Choosing a Correct Weight Loss Program


Greater results can be achieved by choosing the right diet according to blood sugar levels…reports Asian Lite News

Going on a diet and achieving results can never be an easy task. Some get them right, while some strive to get permanent and satisfying results. Loosing weight is not just about eating less, it is all about eating correct according to the needs of the body which vary from person to person.

While trying to lose weight, one size approach may not fit all. Instead, selecting a right diet strategy based on fasting blood sugar and fasting insulin levels may lead to a six- to seven-fold greater weight loss, researchers say.

The specific diets based on these biomarkers will work differently whether a patient has normal blood sugar, has prediabetes or is living with diabetes, the researchers said.

“Our research shows that weight loss strategies should be customised based on an individual’s biomarkers, which is a big step forward in using personalised nutrition to help people achieve greater weight loss success,” said Professor Arne Astrup from the University of Copenhagen in Denmark.

“These findings are particularly important as they allow us to provide those with prediabetes a custom strategy to help them lose weight, which can ultimately prevent or delay the development of Type 2 diabetes,” Astrup added.

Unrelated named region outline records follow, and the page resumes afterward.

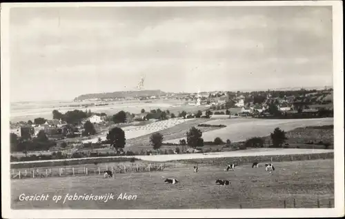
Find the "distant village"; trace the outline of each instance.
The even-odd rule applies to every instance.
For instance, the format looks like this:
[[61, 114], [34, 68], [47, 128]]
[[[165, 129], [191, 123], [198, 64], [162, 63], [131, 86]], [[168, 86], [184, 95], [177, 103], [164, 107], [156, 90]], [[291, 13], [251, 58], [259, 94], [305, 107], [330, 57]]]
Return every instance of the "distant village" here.
[[[175, 115], [166, 112], [141, 112], [137, 114], [125, 112], [126, 123], [140, 121], [147, 119], [168, 119], [170, 118], [195, 118], [207, 114], [224, 114], [224, 116], [265, 117], [269, 116], [333, 116], [333, 89], [322, 90], [300, 90], [295, 91], [265, 91], [265, 92], [214, 92], [190, 94], [164, 94], [159, 96], [135, 96], [106, 99], [95, 99], [107, 102], [119, 100], [150, 101], [157, 99], [177, 99], [186, 105], [209, 107], [208, 110], [200, 113], [196, 112], [179, 112]], [[85, 100], [84, 100], [85, 101]], [[91, 101], [88, 99], [88, 101]], [[107, 105], [101, 103], [99, 105]], [[197, 109], [197, 108], [195, 108]], [[157, 109], [157, 110], [160, 110]], [[99, 130], [111, 126], [115, 123], [113, 116], [105, 113], [94, 113], [89, 110], [86, 112], [75, 110], [69, 114], [70, 118], [63, 119], [61, 114], [53, 116], [52, 120], [37, 118], [33, 121], [10, 123], [10, 133], [18, 138], [23, 136], [36, 137], [40, 131], [44, 132], [50, 138], [60, 139], [83, 136], [86, 121], [95, 126]], [[75, 115], [73, 114], [73, 113]], [[185, 114], [184, 115], [184, 113]], [[148, 114], [151, 118], [148, 118]], [[162, 116], [162, 114], [164, 116]], [[54, 114], [54, 112], [53, 112]], [[155, 116], [155, 115], [159, 114]], [[153, 116], [152, 116], [153, 115]], [[295, 116], [294, 116], [295, 115]], [[75, 116], [75, 118], [73, 118]], [[291, 117], [293, 118], [293, 117]], [[297, 117], [299, 118], [299, 117]]]

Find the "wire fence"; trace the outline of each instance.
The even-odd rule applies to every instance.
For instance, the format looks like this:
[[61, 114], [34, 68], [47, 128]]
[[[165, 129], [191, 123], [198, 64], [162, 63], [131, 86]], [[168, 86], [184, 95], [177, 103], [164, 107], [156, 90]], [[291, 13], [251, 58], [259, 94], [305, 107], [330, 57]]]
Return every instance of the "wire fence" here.
[[52, 176], [75, 176], [101, 175], [105, 171], [111, 171], [112, 174], [126, 174], [128, 172], [141, 172], [163, 171], [167, 167], [166, 163], [149, 163], [149, 164], [119, 164], [115, 165], [102, 166], [77, 166], [54, 168], [30, 168], [12, 169], [11, 178], [22, 179], [28, 178], [46, 178]]
[[333, 208], [334, 198], [288, 198], [279, 201], [240, 202], [239, 209], [255, 208]]

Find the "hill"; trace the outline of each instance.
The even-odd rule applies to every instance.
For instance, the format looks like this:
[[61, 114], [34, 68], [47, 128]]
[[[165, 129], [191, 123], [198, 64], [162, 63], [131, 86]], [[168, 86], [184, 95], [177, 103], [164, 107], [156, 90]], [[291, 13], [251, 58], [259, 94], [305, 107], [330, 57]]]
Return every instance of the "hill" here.
[[146, 97], [151, 96], [164, 95], [165, 92], [160, 90], [139, 90], [139, 91], [121, 91], [110, 93], [86, 94], [75, 98], [74, 101], [81, 101], [90, 99], [107, 99], [107, 98], [123, 98], [130, 97]]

For most people with prediabetes, a fibre-rich diet without calorie restriction will be very effective and has been shown to improve diabetes markers. In this population, carbohydrates or fats should be adjusted based on fasting insulin levels.

For people with Type 2 diabetes, a diet rich in healthy, plant-based fats such as from olive oil, nuts and avocados will be effective to achieve weight loss.

“Remarkably, for many patients, use of these biomarkers can lead to a six-to-seven-fold greater weight loss,” Astrup said.

“Going forward, we can educate patients when a diet they planned to follow would actually make them gain weight, and redirect them to a strategy that we know will work for them,” Astrup noted.

The researchers acknowledged that no one solution will work for every patient, but for many these strategies are likely to be more effective than a generic ‘one size fits all’ approach.

The results were presented at the American Diabetes Association’s 77th Scientific Sessions held in San Diego, California.